The first basic principle is that “[t]he independence of the judiciary shall be guaranteed by the State and enshrined in the Constitution or the law of the country. It is the duty of all governmental and other institutions to respect and observe the independence of the judiciary.”
The Government of Bangladesh, could, if it wishes, draw inspiration from history of how judicial institutions’ structural developments came out. According to Cornwallis Code, the office of the District Judge was made independent from the executive in 1793 in the then Bengal, from which today’s Bangladesh has emerged. Magisterial power was transferred to the District Judge from the District Collector when Conwallis Code was in practice. Bangladesh’s national encyclopaedia BANGLAPAEDIA informs that “[i]n the administrative hierarchy, the district judge is placed higher than the district collector in respect of pay and status.”
There are several provisions in the current Constitution that guarantees judicial independence. For example, in Article 22, reads: “The State shall ensure the separation of the judiciary from the executive organs of the State”. This provision clearly states about the obligation of the government to ensure judicial independence.
Article 35 (3) of the Constitution states: “Every person accused of a criminal offence shall have the right to a speedy and public trial by an independent and impartial Court or tribunal established by law.” Here, having an independent judiciary is a fundamental right to all the citizens of Bangladesh.

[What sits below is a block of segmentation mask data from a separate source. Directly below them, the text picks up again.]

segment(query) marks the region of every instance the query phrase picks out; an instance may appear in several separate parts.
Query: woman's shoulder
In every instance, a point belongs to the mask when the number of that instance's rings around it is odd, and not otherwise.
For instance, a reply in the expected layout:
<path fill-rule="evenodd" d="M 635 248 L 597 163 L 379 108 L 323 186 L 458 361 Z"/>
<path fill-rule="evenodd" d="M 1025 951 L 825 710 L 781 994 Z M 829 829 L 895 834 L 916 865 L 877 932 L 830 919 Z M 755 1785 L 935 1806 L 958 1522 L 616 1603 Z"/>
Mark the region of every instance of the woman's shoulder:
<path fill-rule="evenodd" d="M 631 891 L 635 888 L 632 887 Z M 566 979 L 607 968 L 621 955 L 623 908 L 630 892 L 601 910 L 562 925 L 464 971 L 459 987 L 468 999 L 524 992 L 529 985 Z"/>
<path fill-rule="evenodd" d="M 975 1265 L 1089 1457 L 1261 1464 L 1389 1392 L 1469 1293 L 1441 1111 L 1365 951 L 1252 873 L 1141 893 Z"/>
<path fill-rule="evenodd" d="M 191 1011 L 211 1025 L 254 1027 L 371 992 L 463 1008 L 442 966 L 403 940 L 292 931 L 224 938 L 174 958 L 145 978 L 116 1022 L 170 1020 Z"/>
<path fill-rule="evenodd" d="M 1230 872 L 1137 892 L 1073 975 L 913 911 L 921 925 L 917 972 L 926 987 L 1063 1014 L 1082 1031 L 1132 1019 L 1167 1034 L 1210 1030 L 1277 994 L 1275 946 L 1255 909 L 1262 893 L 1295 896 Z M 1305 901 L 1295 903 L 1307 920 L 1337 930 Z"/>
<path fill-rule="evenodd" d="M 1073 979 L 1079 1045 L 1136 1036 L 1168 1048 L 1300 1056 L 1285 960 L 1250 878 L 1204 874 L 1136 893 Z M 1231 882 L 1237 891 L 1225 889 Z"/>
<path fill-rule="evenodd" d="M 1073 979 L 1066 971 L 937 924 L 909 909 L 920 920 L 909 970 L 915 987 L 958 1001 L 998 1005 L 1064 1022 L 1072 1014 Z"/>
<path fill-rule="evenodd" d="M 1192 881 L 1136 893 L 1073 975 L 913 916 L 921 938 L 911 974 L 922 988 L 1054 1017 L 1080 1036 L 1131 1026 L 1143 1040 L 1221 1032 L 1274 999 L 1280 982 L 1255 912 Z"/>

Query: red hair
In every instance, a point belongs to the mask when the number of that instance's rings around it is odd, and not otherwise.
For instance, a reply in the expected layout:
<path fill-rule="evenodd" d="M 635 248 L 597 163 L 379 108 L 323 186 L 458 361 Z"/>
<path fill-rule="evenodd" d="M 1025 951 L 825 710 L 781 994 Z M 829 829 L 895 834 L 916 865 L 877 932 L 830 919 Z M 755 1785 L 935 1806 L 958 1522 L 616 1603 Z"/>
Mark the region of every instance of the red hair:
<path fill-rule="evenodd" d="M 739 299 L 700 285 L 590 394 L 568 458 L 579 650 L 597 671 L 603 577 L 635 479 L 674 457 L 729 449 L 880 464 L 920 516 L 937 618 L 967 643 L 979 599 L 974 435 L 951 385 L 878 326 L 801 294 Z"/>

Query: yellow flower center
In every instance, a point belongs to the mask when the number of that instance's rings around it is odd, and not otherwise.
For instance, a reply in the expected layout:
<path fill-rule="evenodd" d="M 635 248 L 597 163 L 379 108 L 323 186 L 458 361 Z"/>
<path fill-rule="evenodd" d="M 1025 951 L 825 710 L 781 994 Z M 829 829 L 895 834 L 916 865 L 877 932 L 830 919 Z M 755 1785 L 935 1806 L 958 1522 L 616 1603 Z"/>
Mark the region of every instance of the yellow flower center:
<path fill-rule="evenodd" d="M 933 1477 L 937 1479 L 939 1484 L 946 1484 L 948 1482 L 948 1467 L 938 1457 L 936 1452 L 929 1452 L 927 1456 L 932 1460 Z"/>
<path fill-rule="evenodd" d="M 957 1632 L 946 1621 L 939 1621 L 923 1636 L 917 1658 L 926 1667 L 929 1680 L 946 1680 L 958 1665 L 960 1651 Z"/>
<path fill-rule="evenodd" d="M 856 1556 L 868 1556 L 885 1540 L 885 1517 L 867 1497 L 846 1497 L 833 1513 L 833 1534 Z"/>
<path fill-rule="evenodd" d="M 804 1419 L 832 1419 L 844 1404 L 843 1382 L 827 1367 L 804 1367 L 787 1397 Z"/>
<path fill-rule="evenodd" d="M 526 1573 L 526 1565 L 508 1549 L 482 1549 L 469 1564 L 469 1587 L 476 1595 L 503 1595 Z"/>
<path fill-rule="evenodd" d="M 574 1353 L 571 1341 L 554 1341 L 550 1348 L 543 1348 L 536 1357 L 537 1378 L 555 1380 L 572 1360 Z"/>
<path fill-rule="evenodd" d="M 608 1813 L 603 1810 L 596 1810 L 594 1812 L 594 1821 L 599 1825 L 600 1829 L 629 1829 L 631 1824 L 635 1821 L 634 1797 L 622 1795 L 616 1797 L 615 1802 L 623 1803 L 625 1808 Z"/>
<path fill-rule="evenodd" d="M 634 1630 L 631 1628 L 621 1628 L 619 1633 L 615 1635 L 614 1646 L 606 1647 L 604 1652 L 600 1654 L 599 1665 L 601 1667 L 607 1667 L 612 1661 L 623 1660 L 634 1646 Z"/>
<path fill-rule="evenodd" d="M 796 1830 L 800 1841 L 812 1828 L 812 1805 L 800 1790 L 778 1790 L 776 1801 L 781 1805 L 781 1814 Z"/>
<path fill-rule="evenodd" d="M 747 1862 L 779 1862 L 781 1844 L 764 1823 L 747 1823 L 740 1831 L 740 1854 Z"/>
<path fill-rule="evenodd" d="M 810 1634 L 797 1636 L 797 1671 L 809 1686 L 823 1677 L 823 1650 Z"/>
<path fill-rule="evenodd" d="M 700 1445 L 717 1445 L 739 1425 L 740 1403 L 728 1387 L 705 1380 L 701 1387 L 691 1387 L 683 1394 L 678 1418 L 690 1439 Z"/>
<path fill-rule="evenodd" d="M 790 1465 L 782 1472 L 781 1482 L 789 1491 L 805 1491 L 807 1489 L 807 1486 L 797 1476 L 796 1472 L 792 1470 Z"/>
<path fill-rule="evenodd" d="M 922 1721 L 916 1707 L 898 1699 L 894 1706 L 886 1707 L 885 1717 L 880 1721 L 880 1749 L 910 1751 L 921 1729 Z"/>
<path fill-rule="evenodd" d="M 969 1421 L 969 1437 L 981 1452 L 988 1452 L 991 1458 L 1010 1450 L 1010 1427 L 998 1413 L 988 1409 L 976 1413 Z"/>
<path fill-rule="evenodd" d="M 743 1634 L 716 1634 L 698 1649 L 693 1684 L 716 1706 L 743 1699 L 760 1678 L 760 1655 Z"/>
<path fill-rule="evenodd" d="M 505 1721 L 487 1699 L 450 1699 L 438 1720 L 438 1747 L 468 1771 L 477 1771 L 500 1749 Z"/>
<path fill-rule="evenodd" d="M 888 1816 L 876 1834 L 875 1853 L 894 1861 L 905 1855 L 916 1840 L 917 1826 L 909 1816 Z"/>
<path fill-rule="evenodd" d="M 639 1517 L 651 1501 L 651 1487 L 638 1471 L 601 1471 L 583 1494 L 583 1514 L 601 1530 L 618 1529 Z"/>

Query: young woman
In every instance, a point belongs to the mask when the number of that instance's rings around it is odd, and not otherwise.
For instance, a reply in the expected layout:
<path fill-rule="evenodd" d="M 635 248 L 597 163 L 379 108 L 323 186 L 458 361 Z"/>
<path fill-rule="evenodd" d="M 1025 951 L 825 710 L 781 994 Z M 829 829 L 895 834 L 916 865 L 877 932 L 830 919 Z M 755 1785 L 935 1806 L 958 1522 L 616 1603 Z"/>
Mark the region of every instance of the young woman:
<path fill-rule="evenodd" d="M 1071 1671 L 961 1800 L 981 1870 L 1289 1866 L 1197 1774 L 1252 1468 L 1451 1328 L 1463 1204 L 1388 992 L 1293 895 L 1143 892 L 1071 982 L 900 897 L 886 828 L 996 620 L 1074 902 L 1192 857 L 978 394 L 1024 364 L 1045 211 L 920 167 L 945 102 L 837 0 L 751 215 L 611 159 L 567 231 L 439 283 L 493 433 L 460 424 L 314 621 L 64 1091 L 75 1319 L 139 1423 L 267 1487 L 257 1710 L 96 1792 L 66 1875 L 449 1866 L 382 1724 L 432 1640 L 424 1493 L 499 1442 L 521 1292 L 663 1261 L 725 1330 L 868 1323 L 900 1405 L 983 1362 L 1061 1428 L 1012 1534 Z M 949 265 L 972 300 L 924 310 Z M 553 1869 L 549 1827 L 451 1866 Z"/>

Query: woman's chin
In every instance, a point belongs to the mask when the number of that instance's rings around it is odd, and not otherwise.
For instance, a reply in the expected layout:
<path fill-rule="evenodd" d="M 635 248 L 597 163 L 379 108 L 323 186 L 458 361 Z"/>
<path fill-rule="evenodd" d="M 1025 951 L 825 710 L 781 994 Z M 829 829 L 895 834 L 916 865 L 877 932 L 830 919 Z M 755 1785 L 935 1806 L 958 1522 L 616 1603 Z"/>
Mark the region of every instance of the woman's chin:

Article 94 (4) asserts that: “Subject to the provisions of this Constitution, the Chief Justice and the other Judges shall be independent in the exercise of their judicial functions.”Financial independence is an integral part of the concept of judicial independence.
The growth and maturity of a true democracy within the overall fabric of the rule of law requires an independent judiciary. This is a basic learning that Bangladesh should have had, and gained during the last four decades of independent existence as a nation state. Instead, a shadow of what is otherwise understood, as “the judiciary”, under the control of the ruling regime, could only be good to harass political opponents, deny civil liberties and to foster impunity.
Unfortunately in Bangladesh, the entire justice framework, most importantly the criminal justice institutions have remained a far cry of what an independent institutional ought to be. This is reflected in disappearances, extra-judicial executions, widespread reportage of torture and other forms of custodial violence, all incidents in which one of the most powerful limb of the executive, the law-enforcement agencies have their footprints. The criminal justice apparatus of the country is incapable, ill-equipped and is less empowered due to its servitude with the executive to deal with these human rights and civil liberty abuses.
This has resulted in drastic reduction in the notion of justice in the country. People’s faith in the judiciary will not strengthen until judicial independence becomes the norm and the government guarantees it in thought and action. The prevailing context in Bangladesh is however contrary to this state obligation.